By BRIAN FERRY
About 100 public safety officials from the western part of the state visited Kinzua Dam and the FirstEnergy generating station at its base on Wednesday.
Times Observer photo by Brian Ferry
At top, FirstEnergy Mechanical Engineer Diana Blank talks with Warren County Public Safety Officer Todd Lake about the FirstEnergy generating plant at the base of Kinzua Dam. Above, U.S. Army Corps of Engineers Park Ranger Steve Lauser, center, directs the attention of a group of about 40 emergency management officials from western Pennsylvania to the emergency spillway at the top of Kinzua Dam.
The Pennsylvania Emergency Management Agency (PEMA) held its Western Region Quarterly Training in Warren for the first time.
The training sessions are usually classroom-style experiences, according to Warren County Public Safety administrative assistant Wanda Smith, so the chance to get out and tour the flood-control facility and the attached plant was a bonus for the participants.
A total of 107 officials signed up for the training. The day kicked off with discussions at the Holiday Inn, including a case review on the Rainbow Gathering last summer.
From there, the officials-turned-students boarded two buses and took a ride up to the dam. One bus went to the FirstEnergy plant first for a tour of that facility, while the other took its passengers to Kinzua Dam.
Because of the heightened security level declared by U.S. Army Corps of Engineers officials, the group could not tour any more of the dam than any other visitor. However, Park Ranger Steve Lauser talked with the group about the history of the dam and showed them some of the major external features of the structure.
Officials asked questions about the flood- and drought-control capabilities of the dam, as well as some of its emergency measures - like the emergency spillway that can be activated if the water level threatens to crest the earthen embankment on the north end of the dam.
"This affects a lot of western Pennsylvania - from here to Pittsburgh and beyond," Warren County Public Safety Director Todd Lake said.
Inside the power plant, each group was split again with tours led by FirstEnergy Consultant Ron Kovach and Mechanical Engineer Diana Blank.

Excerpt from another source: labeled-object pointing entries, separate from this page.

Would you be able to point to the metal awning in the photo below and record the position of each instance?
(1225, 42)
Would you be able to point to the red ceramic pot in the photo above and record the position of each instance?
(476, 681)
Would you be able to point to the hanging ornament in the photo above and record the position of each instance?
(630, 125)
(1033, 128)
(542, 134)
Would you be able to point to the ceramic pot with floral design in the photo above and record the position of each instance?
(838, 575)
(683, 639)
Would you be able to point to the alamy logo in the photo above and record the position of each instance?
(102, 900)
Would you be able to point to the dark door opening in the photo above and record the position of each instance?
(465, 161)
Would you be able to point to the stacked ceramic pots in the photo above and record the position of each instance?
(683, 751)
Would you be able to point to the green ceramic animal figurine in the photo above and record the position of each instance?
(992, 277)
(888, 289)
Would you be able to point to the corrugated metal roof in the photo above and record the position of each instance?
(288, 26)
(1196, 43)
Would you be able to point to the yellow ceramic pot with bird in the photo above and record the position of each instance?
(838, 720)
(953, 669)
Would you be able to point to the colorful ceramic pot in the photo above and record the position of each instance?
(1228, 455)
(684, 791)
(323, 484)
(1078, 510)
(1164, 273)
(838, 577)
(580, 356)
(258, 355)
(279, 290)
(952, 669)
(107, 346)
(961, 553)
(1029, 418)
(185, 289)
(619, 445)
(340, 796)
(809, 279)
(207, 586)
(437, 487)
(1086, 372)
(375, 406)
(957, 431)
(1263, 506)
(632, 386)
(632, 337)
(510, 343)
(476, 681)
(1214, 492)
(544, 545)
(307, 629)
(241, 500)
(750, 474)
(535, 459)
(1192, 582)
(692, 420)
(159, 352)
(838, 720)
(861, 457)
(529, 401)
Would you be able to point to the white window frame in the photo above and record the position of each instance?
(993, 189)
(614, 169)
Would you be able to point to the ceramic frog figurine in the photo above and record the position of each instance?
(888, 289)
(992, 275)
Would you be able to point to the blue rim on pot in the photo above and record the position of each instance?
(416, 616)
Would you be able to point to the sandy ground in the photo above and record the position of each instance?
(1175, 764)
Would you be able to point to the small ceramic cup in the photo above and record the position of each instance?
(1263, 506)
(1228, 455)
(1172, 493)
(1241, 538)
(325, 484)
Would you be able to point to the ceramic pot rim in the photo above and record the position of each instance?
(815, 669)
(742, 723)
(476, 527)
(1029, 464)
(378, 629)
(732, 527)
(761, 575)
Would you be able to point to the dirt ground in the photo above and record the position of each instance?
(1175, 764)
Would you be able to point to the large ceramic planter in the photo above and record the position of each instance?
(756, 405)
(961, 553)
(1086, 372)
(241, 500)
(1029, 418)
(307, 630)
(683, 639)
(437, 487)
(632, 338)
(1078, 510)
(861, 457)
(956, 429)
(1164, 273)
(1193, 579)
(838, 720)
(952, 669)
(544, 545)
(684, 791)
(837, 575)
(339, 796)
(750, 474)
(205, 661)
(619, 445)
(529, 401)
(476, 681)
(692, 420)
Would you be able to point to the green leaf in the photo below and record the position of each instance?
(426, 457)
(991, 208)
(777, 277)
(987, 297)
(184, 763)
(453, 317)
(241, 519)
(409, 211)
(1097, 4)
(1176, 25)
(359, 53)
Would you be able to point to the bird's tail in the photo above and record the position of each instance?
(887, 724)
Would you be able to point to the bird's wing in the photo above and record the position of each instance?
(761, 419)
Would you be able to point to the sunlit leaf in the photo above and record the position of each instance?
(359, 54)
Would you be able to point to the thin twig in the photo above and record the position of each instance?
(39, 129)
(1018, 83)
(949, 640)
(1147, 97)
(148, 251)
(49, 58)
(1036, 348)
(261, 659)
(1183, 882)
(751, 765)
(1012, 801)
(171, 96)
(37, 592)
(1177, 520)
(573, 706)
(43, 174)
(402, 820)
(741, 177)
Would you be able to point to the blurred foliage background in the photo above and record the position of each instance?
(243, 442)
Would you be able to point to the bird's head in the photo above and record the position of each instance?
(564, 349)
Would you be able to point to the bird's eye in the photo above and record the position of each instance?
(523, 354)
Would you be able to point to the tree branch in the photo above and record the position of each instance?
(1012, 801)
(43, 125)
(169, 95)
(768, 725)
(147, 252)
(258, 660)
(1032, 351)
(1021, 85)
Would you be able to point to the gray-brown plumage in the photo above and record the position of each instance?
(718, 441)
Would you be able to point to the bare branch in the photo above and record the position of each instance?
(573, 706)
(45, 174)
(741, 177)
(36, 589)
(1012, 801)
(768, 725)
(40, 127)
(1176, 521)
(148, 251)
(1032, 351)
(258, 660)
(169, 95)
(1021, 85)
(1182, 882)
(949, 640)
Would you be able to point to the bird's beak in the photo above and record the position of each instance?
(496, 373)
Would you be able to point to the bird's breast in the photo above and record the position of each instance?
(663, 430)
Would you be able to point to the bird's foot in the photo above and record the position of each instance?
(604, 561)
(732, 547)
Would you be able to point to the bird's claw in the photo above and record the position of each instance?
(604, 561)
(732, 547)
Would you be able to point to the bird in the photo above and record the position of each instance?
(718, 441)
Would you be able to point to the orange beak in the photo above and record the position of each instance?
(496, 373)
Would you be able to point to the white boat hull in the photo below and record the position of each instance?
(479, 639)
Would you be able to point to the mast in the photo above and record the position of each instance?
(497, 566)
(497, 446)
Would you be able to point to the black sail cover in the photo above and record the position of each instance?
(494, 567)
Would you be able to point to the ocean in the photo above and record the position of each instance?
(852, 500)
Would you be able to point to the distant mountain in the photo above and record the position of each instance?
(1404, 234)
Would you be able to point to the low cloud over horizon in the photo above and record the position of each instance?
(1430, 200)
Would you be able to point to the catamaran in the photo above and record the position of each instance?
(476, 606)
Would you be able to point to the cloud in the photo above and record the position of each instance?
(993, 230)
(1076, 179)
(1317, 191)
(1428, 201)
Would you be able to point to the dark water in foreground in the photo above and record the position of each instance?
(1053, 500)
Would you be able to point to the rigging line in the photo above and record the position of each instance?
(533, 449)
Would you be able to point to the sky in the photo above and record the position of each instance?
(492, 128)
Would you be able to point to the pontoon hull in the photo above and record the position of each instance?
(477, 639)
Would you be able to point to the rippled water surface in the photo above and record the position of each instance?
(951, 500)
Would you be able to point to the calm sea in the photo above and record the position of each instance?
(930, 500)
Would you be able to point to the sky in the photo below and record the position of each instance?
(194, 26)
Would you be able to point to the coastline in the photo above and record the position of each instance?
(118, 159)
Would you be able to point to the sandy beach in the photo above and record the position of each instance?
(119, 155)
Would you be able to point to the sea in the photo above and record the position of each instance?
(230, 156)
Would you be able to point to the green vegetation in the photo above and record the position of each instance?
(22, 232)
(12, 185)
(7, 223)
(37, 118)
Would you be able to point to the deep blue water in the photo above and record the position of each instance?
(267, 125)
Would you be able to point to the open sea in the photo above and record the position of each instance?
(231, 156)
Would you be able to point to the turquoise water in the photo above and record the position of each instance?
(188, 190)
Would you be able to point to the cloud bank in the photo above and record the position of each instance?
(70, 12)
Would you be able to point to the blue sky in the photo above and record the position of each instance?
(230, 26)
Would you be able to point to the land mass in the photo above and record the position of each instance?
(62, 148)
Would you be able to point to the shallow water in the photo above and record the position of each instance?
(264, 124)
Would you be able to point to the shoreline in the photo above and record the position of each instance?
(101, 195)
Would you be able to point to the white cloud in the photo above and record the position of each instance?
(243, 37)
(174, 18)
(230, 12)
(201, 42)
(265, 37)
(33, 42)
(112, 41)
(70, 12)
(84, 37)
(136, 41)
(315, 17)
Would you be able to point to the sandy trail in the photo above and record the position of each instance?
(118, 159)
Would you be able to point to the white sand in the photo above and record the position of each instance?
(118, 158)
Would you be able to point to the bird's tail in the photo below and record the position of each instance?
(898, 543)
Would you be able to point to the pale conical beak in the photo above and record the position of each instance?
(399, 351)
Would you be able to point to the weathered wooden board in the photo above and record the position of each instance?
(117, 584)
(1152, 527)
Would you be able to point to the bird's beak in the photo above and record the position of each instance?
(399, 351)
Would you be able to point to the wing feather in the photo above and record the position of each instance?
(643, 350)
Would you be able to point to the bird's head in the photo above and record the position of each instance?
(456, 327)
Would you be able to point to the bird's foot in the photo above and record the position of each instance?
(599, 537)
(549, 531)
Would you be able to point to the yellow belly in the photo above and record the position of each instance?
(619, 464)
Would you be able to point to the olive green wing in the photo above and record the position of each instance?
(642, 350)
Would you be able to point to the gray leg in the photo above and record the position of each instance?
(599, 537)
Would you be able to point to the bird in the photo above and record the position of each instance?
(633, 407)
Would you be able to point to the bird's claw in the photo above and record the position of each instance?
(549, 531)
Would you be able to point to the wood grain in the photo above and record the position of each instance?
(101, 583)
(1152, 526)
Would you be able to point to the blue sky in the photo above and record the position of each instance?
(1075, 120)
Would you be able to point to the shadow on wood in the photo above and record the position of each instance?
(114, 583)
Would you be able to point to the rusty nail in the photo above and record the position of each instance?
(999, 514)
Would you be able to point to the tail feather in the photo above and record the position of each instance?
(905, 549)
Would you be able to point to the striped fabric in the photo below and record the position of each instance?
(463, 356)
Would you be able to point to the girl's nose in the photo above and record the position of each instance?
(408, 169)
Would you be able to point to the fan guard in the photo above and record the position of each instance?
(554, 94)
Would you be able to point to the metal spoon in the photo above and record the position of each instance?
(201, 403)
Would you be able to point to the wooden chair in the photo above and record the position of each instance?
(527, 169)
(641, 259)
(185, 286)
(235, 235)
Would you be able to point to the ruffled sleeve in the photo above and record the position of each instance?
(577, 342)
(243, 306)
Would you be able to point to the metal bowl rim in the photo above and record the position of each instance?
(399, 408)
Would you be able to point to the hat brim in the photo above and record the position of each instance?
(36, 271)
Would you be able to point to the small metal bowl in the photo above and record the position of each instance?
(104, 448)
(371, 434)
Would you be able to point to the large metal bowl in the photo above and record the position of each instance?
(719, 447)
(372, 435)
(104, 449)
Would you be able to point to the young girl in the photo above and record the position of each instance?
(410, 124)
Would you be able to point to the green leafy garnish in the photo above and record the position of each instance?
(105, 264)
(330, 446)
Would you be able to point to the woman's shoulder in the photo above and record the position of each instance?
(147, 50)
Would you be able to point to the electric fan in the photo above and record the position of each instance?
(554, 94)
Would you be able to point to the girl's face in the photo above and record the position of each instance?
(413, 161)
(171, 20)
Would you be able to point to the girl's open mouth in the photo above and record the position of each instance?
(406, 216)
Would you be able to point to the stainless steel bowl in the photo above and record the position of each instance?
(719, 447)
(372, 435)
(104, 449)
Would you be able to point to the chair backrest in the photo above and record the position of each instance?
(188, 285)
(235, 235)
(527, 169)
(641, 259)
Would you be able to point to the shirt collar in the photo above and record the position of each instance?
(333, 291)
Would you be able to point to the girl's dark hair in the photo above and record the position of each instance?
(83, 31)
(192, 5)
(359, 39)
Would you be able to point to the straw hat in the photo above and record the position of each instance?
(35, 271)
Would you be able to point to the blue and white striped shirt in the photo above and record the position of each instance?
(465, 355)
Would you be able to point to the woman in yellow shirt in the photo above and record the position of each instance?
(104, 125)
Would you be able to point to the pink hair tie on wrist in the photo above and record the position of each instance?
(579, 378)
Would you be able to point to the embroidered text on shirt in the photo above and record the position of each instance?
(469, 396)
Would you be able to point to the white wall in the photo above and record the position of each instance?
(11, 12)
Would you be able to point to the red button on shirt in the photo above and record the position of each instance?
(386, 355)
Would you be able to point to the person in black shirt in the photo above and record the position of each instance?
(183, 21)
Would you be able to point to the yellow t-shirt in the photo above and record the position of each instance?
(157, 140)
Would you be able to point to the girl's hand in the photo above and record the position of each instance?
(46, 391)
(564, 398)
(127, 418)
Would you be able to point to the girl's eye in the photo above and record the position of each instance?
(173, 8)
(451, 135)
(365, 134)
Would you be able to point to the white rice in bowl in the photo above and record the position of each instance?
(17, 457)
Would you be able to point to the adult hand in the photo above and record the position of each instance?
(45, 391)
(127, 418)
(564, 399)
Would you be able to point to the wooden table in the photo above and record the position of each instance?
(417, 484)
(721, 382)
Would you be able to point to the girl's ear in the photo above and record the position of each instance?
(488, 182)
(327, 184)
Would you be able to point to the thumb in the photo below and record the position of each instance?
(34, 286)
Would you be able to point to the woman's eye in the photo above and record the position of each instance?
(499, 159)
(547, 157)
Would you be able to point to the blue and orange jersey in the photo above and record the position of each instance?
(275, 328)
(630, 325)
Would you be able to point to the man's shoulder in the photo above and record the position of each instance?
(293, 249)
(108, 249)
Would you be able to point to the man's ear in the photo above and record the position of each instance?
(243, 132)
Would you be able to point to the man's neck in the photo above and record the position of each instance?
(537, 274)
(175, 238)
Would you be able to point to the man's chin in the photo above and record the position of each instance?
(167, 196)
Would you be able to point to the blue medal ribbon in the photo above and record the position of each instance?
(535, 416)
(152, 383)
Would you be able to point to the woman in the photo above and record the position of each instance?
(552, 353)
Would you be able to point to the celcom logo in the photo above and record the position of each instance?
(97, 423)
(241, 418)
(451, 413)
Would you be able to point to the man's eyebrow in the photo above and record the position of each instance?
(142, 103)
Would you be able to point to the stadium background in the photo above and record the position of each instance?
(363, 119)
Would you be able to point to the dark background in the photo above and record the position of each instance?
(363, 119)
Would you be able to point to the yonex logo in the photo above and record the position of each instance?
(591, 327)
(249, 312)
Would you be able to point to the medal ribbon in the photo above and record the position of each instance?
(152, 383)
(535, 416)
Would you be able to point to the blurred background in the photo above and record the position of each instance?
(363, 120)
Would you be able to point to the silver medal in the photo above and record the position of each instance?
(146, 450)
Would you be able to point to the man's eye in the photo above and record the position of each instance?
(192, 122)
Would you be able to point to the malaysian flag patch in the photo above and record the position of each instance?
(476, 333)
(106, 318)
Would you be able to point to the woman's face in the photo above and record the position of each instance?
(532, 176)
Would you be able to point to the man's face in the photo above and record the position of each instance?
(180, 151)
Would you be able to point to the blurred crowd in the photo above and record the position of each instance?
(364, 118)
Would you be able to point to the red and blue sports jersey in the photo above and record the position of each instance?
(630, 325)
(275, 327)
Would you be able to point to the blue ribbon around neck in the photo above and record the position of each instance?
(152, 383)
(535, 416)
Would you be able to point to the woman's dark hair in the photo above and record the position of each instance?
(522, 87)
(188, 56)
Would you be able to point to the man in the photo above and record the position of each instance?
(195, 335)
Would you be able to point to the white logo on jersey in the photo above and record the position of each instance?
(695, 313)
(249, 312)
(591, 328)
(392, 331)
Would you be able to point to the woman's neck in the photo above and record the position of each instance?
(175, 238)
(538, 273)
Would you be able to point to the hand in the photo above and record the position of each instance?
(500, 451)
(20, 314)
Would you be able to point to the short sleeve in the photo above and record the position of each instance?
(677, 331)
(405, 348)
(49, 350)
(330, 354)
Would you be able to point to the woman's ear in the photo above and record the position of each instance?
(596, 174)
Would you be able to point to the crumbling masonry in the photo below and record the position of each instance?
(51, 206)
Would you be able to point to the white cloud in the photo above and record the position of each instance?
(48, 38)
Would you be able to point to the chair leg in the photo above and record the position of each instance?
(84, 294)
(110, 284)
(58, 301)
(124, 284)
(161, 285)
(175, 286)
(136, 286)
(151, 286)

The tours included close-up looks at the 114-inch diameter ball-valve plugs that had been removed from their valves for refurbishing and walks past the two 114-inch tubes that carry water from the upper reservoir to the turbines during peak hours. A third turbine, fed by a 48-inch pipe, is also being worked on, according to Kovach.
Each of the large turbines can go from generating no power to maximum output of more than 200 megawatts in a few minutes, he said. That's much faster than fired power plants.
The third turbine generates 30 megawatts of power, Kovach said.
The half-mile diameter, 2 billion gallon upper reservoir drops water to the turbines through a 21-foot wide tube to generate power during peak demand hours. Water is pumped back up to the reservoir when demand is low.
Lauser explained that the upper reservoir was built so that, in the event of a catastrophic failure, its water would go behind the dam. If a full 2 billion gallons were added to the Allegheny Reservoir at bank-full conditions, the water level in the 12,000-acre lake would rise two inches, he said.
The dam-themed training continues Thursday, Lake said.
Some of the emergency action plans discussed will include smaller dams like the one at Chapman State Park and the removal of dams like the one taken out of the Conewango Creek.
PEMA Director Glenn Cannon will also speak on Thursday.